Precision medicine with gene panel testing based on next-generation sequencing for patients with cancer is being used increasingly in clinical practice. HER2, which encodes the human epidermal growth factor receptor 2 (HER2), is a potentially important driver gene. However, therapeutic strategies aimed at mutations in the HER2 extracellular domain have not been clarified. We therefore investigated the effect of EGFR co-targeted therapy with HER2 on patient-derived cancer models with the HER2 extracellular domain mutation E401G, based on our previous findings that this mutation has an epidermal growth factor receptor (EGFR)-mediated activation mechanism.
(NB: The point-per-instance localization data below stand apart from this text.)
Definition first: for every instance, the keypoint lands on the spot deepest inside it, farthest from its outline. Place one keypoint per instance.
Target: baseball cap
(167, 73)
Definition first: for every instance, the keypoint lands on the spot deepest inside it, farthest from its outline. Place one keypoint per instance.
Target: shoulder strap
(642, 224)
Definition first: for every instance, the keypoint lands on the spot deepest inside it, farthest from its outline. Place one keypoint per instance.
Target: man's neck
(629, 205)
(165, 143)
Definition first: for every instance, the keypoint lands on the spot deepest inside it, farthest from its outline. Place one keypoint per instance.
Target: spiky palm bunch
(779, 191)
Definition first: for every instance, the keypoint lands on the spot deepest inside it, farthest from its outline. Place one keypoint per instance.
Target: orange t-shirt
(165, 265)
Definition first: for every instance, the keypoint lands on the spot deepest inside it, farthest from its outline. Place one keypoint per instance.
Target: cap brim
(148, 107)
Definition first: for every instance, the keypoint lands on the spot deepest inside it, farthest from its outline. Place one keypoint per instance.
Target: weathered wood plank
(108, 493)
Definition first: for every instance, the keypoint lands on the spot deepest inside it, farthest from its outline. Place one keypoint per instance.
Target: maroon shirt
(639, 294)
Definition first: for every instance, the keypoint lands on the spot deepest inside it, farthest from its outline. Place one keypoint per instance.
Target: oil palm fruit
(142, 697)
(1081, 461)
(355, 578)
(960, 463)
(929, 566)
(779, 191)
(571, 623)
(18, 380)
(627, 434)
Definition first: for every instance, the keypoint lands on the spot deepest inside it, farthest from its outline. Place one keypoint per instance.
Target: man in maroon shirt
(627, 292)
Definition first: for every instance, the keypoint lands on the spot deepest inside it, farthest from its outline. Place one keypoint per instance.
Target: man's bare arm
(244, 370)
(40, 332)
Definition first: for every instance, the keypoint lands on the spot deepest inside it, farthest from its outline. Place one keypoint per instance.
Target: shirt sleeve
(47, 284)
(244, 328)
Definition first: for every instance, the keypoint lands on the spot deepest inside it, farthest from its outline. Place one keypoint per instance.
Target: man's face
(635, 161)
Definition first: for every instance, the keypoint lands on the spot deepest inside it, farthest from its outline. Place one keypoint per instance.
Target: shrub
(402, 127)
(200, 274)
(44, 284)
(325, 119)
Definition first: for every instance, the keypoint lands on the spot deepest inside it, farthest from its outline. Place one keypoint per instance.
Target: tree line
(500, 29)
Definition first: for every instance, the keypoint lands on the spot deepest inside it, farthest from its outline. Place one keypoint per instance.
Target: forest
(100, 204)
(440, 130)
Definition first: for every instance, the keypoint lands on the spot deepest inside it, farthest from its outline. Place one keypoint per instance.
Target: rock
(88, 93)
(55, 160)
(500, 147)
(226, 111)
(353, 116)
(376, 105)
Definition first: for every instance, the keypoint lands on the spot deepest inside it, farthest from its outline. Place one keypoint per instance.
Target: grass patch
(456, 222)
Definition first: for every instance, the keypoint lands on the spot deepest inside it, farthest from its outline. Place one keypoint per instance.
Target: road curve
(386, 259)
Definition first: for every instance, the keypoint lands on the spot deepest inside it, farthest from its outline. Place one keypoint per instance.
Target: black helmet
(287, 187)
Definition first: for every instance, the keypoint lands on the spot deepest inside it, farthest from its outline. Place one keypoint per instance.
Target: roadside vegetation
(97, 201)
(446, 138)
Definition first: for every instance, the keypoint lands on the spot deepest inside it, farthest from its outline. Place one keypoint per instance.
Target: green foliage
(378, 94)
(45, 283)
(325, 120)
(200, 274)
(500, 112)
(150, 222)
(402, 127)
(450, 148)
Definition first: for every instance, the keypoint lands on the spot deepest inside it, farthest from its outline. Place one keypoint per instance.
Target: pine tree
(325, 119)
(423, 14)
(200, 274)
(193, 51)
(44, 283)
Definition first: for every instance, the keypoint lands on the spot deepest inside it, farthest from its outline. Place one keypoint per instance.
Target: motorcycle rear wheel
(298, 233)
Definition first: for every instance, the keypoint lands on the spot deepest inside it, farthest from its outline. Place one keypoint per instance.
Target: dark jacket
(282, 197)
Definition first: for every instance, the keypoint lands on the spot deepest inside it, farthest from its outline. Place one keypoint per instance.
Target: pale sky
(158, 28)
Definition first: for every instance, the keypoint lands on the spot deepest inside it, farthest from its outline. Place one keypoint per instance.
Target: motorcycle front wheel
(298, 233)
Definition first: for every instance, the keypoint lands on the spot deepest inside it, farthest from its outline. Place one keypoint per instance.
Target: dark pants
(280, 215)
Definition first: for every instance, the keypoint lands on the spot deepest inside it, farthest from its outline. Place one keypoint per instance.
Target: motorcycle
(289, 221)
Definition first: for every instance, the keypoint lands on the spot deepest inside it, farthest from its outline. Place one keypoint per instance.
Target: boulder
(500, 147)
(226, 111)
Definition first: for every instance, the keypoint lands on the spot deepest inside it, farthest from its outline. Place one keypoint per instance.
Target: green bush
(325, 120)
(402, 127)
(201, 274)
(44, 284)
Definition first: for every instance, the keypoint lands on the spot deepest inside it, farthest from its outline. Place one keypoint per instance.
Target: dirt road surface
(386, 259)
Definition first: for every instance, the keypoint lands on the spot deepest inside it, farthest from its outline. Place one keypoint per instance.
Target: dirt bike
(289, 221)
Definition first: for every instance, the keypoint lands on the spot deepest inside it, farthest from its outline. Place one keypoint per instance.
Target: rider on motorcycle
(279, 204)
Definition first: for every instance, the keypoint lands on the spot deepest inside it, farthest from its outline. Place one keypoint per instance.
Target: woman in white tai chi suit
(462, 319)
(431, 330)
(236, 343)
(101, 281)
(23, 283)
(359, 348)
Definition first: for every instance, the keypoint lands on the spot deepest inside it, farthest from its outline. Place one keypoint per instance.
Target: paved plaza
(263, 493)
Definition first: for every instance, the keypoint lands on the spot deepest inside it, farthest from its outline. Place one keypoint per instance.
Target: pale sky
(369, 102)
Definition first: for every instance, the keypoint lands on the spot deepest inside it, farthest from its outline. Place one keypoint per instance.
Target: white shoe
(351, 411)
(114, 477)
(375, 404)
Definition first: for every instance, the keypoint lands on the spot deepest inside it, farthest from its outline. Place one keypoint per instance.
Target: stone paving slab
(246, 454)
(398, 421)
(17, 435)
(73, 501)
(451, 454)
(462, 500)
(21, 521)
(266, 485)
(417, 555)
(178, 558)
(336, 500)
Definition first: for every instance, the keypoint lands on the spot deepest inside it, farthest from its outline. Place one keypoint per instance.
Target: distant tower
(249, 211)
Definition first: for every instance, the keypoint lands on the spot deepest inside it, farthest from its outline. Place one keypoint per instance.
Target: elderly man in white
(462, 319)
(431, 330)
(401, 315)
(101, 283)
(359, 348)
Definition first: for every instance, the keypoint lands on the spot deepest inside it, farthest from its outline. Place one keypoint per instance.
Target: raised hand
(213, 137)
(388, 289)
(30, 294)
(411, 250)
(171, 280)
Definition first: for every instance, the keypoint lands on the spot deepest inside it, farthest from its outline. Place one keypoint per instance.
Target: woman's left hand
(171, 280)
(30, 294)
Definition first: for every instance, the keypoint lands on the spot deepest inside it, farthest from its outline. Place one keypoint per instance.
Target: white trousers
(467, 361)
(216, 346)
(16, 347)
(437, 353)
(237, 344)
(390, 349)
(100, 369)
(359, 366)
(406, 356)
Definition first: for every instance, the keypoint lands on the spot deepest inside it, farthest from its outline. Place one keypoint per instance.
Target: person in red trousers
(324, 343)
We generated a xenograft (PDX) and a cancer tissue-originated spheroid (CTOS) from a patient's cancer containing an amplified HER2 E401G mutation. With these platforms, we compared the efficacy of afatinib, a tyrosine kinase inhibitor having anti-HER2 and anti-EGFR activity, with two other therapeutic options: lapatinib, which has similar properties but weaker EGFR inhibition, and trastuzumab plus pertuzumab, for which evidence exists of treatment efficacy against cancers with wild-type HER2 amplification. Similar experiments were also performed with H2170, a cell line with wild-type HER2 amplification, to contrast the characteristics of these drug's efficacies against HER2 E401G. We confirmed that PDX and CTOS retained morphological and immunohistochemical characteristics and HER2 gene profiles of the original tumor. In both PDX and CTOS, afatinib reduced tumor size more than lapatinib or trastuzumab plus pertuzumab. In addition, afatinib treatment resulted in a statistically significant reduction in HER2 copy number at the end of treatment. On the other hand, in H2170 xenografts with wild-type HER2 amplification, trastuzumab plus pertuzumab was most effective. Afatinib, a dual inhibitor of HER2 and EGFR, showed a promising effect on cancers with amplified HER2 E401G, which have an EGFR-mediated activation mechanism. Analysis of the activation mechanisms of mutations and development of therapeutic strategies based on those mechanisms are critical in precision medicine for cancer patients.